We finally reached our first guesthouse (a beautiful place called Mto Moyoni) and spent the rest of the afternoon and evening getting settled in and resting. Mto Moyoni is located just outside of Jinja and is right on the River Nile (not the Nile River as Ryan or any Ugandan will tell you - you're always supposed to say River first). The "rooms" in the guesthouse are all actually these amazing seperate round huts. Chris and I had a beautiful room with a great balcony and great view of the Nile. There were a ton of monkeys everywhere, and some even tried to come into our room a couple of times during our 4-night stay there! We also had several resident geckos that were extremely cute (and we were grateful for their presence in our room as they eat insects and mosquitos). The guesthouse only had electricity for about 3 hours a night, but I never really noticed it much. It was kind of interesting using the bathroom in the middle of the night with no lights, but I kept thinking of all the other people in Uganda who never have any electricity at all, and that helped keep things in perspective. The food at Mto Moyoni was amazing - always fresh passionfruit juice and pineapple (which I never liked but became a fan of while we were there), hardboiled eggs and toast for breakfast, and great dinners - lots of rice, soup, chicken, and matooke (which is cooked plantains and kind of tastes like mashed potatoes but better).
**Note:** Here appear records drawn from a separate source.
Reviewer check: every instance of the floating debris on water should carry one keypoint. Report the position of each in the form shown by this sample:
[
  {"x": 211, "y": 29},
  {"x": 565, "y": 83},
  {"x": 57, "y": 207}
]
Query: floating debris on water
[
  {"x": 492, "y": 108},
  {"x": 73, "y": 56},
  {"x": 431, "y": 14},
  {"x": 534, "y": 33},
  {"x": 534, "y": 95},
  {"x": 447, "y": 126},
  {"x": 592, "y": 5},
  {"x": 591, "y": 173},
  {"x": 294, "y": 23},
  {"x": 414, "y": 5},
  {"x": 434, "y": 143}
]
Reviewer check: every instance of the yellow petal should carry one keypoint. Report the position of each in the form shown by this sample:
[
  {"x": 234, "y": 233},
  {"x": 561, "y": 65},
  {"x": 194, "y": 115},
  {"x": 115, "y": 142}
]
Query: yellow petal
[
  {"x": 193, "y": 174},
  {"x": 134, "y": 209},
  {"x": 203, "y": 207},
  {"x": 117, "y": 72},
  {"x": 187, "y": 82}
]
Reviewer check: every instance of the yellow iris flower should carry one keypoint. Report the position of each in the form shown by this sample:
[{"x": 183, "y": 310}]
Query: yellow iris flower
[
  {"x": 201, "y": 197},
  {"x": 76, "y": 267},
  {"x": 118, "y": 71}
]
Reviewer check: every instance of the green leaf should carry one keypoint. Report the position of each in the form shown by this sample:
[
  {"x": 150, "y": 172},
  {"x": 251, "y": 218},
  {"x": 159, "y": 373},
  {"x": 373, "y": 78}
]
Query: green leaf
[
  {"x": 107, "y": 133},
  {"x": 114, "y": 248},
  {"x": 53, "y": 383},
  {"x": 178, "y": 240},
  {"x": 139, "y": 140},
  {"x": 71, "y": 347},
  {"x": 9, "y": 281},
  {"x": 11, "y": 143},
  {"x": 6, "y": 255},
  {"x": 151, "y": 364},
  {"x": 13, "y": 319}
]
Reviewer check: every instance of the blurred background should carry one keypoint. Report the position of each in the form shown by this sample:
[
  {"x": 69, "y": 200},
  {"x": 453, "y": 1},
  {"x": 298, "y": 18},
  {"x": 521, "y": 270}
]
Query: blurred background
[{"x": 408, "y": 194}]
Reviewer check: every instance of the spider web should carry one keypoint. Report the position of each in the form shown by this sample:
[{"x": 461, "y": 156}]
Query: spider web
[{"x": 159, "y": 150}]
We all hit the sack early as we had to be up bright and early the next day for our first day in the field. Although I wasn't feeling the greatest, it was definitely amazing to spend that first night falling asleep with the sounds of the River Nile in the background. I was in Africa!!
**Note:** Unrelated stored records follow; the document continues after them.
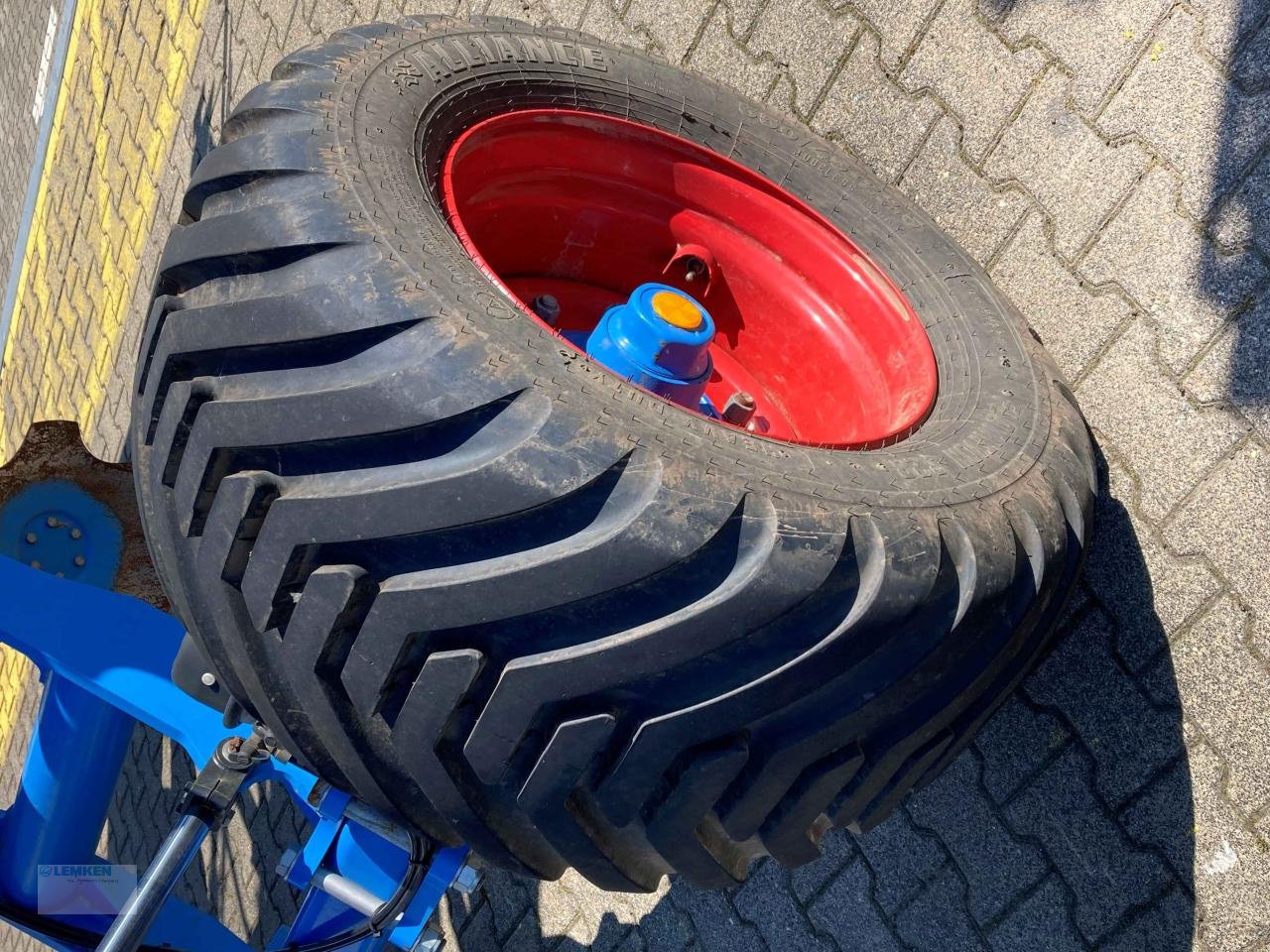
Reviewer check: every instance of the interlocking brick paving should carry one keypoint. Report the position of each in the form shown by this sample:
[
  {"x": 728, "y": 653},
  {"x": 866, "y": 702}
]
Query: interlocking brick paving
[{"x": 1107, "y": 162}]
Stay tuned for my next update when I'll talk about the first few days on the ground in Uganda!


Sara March 25, 2009 at 3:26 PM  

Ahhhhhhhh! Keep writing keep writing!!!!! I didnt want it to end!

Susan March 25, 2009 at 10:09 PM  

Oh dont stop writing suzanne! Tomorrow there had better be a blog posting missy. p.s I tried calling you a few times but think you may be a work. Hope all is well and We miss ya!

Kim March 26, 2009 at 10:49 AM  

I'm so excited to start reading about your adventures...keep them coming!